Quincy city commissioners want to sit down and talk with the Gadsden County Board of Commissioners about a hot issue: fire.
The issue of fire protection for the county and the agreement it has with the city of Quincy is a little off kilter, according to some commissioners. The majority of the calls for fire service are outside the city limits and some, about 5 percent, are outside of the 5-mile service area.
Commissioners Keith Dowdell and Finley Cook agreed that the county should be paying more than the $435,000 they currently pay annually.
"I don't think they're paying enough, it should be more closely in line to how much it actually costs us," Cook said, estimating the cost the be a little more than $600,000.
City manager Jack McLean said the county has acted in good faith and has paid the first installment of its bill although no official contract has been signed by the two parties. To try to hold a meeting and renegotiate at this time, McLean said, would be ill-advised.
"Our budget is really tight. If we do not approve this contract, they're not going to pay. That's what I've been told by Mr. (Authur) Lawson," McLean said, when commissioners were slow to approve the fire contract. Lawson is the assistant county manager and handles contracts as part of his duties.
McLean said the contract is the same basic document that the two governments have approved in the past. The contract calls for the city to handle all fire calls within a 5-mile radius of the city and to assist volunteer fire departments in the county when necessary.
For that aid, the county pays $435,000 annually.

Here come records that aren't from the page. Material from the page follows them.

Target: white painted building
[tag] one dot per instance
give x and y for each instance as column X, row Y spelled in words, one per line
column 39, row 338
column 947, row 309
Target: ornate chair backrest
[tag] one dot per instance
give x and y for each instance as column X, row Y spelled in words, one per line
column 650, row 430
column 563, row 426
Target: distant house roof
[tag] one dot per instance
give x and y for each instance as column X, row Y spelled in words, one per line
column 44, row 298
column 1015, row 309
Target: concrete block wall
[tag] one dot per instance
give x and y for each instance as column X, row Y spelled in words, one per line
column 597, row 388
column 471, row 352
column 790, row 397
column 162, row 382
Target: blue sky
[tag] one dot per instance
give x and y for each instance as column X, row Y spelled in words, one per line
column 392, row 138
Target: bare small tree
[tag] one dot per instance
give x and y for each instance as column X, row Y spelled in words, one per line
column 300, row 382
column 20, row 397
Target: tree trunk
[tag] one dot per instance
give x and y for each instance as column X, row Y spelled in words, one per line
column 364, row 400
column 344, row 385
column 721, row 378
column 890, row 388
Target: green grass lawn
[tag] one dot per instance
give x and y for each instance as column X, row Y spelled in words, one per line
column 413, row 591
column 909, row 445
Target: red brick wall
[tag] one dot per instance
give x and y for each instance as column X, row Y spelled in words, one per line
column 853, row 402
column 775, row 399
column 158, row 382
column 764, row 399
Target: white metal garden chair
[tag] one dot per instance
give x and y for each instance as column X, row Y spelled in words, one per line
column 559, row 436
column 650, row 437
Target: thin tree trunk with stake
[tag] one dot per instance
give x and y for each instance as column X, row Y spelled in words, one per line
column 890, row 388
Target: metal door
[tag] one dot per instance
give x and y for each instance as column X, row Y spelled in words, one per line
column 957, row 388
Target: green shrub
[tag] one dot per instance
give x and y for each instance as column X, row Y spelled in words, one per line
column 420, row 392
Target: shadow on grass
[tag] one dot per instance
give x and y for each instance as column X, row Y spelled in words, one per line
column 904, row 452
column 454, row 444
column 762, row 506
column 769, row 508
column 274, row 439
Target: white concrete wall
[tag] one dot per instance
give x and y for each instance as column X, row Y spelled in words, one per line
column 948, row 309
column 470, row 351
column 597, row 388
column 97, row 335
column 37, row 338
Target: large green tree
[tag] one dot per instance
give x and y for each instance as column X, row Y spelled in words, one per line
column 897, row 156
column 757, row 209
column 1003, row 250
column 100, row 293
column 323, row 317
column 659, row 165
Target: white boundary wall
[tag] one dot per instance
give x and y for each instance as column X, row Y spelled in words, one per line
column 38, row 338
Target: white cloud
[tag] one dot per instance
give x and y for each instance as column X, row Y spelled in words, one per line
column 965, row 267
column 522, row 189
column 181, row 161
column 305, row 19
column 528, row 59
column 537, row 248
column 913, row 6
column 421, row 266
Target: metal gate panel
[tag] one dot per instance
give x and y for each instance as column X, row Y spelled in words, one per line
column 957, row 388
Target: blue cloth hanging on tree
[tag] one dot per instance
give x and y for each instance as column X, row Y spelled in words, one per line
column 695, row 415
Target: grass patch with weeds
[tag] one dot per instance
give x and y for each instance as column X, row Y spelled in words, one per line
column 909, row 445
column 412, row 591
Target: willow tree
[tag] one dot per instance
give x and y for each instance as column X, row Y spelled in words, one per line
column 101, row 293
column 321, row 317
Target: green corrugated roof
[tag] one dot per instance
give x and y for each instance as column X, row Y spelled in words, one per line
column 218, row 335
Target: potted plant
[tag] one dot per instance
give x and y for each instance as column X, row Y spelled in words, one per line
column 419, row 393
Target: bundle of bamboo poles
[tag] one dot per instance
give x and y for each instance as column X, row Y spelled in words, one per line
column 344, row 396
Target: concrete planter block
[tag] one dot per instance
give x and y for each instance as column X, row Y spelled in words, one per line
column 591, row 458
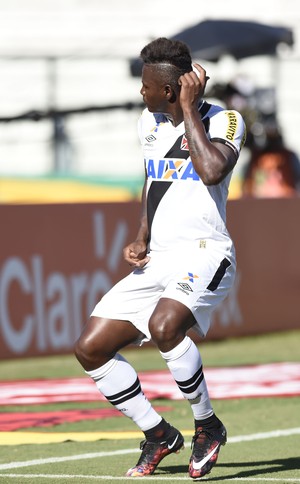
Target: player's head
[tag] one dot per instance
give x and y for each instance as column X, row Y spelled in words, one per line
column 164, row 62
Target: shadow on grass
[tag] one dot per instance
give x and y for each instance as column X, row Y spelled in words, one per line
column 253, row 468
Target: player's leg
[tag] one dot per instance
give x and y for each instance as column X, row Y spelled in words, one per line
column 168, row 325
column 97, row 351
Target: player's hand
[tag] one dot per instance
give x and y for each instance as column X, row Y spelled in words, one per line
column 192, row 86
column 135, row 254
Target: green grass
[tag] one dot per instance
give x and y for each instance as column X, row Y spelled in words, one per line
column 249, row 461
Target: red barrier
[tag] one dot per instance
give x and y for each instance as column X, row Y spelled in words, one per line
column 56, row 261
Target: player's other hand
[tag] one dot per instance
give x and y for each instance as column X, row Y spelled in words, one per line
column 136, row 254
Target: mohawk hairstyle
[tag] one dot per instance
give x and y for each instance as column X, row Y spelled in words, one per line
column 166, row 51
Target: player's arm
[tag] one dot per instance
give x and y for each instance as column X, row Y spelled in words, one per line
column 135, row 253
column 212, row 161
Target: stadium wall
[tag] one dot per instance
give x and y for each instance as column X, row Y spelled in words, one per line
column 57, row 260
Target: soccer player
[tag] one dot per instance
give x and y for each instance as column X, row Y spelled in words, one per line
column 183, row 260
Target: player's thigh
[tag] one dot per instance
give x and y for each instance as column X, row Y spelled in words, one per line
column 106, row 336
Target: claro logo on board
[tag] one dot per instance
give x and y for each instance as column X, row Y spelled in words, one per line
column 56, row 302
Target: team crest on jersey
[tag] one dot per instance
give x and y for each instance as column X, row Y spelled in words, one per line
column 184, row 144
column 168, row 169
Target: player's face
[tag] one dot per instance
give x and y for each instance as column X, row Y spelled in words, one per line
column 153, row 90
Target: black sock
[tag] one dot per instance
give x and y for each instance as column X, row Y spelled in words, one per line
column 208, row 423
column 156, row 433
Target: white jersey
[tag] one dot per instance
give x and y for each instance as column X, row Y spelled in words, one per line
column 181, row 210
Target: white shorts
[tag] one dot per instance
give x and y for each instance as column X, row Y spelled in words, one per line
column 199, row 278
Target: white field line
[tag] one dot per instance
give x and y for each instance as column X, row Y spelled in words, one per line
column 96, row 455
column 159, row 478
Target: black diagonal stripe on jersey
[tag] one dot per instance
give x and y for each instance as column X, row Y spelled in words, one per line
column 158, row 189
column 191, row 385
column 126, row 394
column 219, row 275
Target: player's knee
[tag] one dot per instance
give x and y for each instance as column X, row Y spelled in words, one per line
column 83, row 350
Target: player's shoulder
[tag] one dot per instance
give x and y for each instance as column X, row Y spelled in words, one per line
column 219, row 112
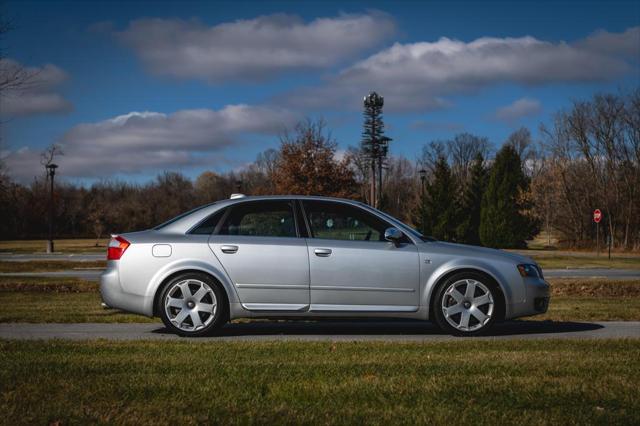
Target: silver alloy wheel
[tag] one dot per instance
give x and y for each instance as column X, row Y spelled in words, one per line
column 467, row 305
column 190, row 305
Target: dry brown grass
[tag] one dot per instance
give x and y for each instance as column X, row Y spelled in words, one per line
column 50, row 265
column 594, row 287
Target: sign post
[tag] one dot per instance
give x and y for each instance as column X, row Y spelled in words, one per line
column 597, row 217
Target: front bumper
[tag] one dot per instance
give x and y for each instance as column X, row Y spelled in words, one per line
column 538, row 295
column 536, row 300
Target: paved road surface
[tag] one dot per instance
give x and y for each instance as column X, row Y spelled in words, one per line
column 618, row 274
column 325, row 331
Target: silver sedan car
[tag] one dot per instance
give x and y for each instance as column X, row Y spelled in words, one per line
column 312, row 257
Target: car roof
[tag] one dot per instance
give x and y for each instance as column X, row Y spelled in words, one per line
column 186, row 221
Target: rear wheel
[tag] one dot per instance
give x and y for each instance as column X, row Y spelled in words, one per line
column 192, row 305
column 467, row 304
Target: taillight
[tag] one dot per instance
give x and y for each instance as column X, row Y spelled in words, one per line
column 117, row 247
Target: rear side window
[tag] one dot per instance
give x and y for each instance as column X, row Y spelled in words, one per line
column 335, row 221
column 207, row 226
column 261, row 219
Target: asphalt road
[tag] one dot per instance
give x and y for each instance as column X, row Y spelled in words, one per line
column 324, row 331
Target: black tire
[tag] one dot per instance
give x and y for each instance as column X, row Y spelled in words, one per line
column 220, row 315
column 496, row 311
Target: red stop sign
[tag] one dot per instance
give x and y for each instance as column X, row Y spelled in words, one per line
column 597, row 215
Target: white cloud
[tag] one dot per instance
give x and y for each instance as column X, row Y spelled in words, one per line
column 152, row 141
column 420, row 76
column 254, row 49
column 31, row 90
column 523, row 107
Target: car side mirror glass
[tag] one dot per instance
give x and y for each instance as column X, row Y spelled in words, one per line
column 394, row 235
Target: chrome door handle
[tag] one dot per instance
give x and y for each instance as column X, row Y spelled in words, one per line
column 229, row 249
column 322, row 252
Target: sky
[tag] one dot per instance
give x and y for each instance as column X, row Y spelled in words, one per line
column 130, row 89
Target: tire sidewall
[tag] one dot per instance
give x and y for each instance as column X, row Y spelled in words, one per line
column 436, row 305
column 220, row 317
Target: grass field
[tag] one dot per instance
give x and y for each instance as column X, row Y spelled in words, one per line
column 63, row 246
column 50, row 265
column 561, row 259
column 71, row 300
column 516, row 382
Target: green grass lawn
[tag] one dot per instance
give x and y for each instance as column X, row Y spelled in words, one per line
column 64, row 246
column 69, row 307
column 461, row 382
column 69, row 300
column 562, row 259
column 50, row 265
column 30, row 306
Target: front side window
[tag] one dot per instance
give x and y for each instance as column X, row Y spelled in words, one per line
column 336, row 221
column 261, row 219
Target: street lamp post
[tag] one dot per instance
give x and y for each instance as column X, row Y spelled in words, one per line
column 423, row 178
column 51, row 172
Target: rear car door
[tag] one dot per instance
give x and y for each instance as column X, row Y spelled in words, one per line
column 258, row 245
column 352, row 267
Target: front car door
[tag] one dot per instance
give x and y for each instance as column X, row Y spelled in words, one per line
column 258, row 245
column 352, row 267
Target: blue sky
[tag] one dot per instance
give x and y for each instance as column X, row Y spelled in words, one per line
column 208, row 85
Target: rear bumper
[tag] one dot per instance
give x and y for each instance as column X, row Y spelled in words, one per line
column 114, row 297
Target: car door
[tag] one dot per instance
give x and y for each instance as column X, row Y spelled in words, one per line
column 352, row 267
column 258, row 245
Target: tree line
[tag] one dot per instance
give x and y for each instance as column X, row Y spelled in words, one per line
column 465, row 189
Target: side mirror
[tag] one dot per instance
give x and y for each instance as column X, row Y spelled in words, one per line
column 394, row 235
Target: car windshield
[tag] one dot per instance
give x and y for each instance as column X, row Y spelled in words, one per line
column 177, row 218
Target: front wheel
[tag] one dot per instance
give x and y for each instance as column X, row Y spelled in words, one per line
column 192, row 305
column 466, row 304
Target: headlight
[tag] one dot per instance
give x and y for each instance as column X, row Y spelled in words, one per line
column 529, row 271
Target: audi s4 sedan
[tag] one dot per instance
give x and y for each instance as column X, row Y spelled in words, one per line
column 312, row 257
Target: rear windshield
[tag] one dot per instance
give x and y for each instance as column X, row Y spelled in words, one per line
column 177, row 218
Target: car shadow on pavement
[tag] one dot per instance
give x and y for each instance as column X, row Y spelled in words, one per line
column 387, row 328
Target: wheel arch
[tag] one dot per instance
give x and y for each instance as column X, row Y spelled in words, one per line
column 227, row 292
column 436, row 282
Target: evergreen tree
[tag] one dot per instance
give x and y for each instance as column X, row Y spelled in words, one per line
column 502, row 222
column 374, row 144
column 439, row 208
column 469, row 228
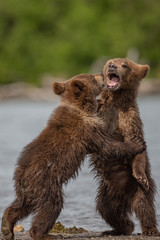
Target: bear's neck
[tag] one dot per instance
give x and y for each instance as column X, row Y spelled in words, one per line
column 85, row 106
column 122, row 98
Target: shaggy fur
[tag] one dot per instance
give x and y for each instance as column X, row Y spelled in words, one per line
column 55, row 156
column 124, row 187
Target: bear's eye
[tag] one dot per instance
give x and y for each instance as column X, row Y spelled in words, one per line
column 124, row 66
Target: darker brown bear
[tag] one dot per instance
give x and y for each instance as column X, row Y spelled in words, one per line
column 55, row 156
column 128, row 186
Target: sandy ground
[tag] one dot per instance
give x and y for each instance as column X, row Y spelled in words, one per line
column 86, row 236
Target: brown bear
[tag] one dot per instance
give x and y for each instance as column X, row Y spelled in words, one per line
column 55, row 156
column 125, row 186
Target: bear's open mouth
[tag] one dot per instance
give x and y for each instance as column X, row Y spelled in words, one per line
column 112, row 81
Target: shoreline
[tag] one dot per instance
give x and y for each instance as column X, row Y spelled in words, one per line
column 86, row 236
column 44, row 93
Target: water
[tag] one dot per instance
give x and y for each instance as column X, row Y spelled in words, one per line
column 21, row 121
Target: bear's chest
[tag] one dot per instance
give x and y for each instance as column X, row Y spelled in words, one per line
column 116, row 122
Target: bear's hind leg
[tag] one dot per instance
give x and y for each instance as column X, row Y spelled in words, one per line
column 45, row 218
column 12, row 214
column 143, row 205
column 114, row 213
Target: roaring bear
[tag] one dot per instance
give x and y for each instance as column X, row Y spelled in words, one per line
column 49, row 161
column 126, row 186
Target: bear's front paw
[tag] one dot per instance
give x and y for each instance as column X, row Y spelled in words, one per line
column 142, row 179
column 151, row 232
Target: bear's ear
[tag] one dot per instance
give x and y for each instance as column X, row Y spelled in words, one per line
column 143, row 69
column 77, row 87
column 99, row 76
column 58, row 87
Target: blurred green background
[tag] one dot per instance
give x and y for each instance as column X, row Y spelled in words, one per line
column 68, row 37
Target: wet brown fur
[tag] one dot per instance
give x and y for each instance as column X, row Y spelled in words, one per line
column 128, row 187
column 55, row 156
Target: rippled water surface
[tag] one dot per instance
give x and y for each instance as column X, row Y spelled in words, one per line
column 21, row 121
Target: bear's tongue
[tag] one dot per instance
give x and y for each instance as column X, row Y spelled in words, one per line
column 113, row 81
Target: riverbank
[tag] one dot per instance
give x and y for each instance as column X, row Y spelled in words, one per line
column 44, row 93
column 86, row 236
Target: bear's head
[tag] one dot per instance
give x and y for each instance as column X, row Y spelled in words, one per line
column 80, row 90
column 122, row 73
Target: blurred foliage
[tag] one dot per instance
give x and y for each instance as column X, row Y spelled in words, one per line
column 64, row 38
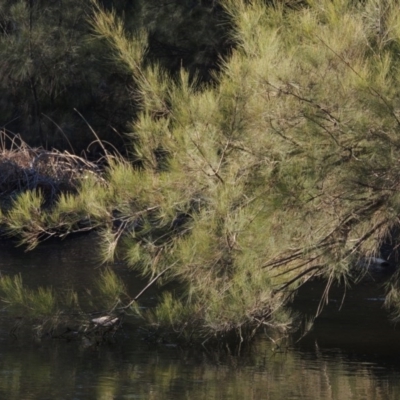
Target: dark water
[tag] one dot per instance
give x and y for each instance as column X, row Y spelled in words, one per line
column 350, row 354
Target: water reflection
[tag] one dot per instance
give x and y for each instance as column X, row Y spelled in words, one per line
column 344, row 357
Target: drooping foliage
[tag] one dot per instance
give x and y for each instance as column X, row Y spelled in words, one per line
column 51, row 66
column 282, row 169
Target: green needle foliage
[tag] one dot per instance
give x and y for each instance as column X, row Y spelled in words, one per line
column 285, row 169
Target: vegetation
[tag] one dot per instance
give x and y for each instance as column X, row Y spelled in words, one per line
column 280, row 169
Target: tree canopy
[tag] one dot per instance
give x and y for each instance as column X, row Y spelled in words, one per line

But what constitutes the 5-mile radius came into question last Tuesday night during the regular meeting of the Quincy City Commission. Does the 5-mile radius begin from the fire station on North Stewart Street or does it begin at the city limits? That and other questions will be discussed when McLean is able to arrange a joint meeting.
In other matters, Police Chief Ferman Richardson told commissioners that the city has experienced an increase in robberies and burglaries lately.
"Within the next 90 days we will form a burglary task force, begin an educational program and coordinate with the Gadsden County Chamber of Commerce to get businesses involved in preventing some of these crimes," he said.
Richardson added that plans are also in the works to organize neighborhood crime watch programs, offer rewards to citizens who give information on criminal activity, begin anti-crime mixed media campaigns and increase security at businesses.
"We're also going to ask businesses to incorporate surveillance cameras and to use the equipment properly," he said.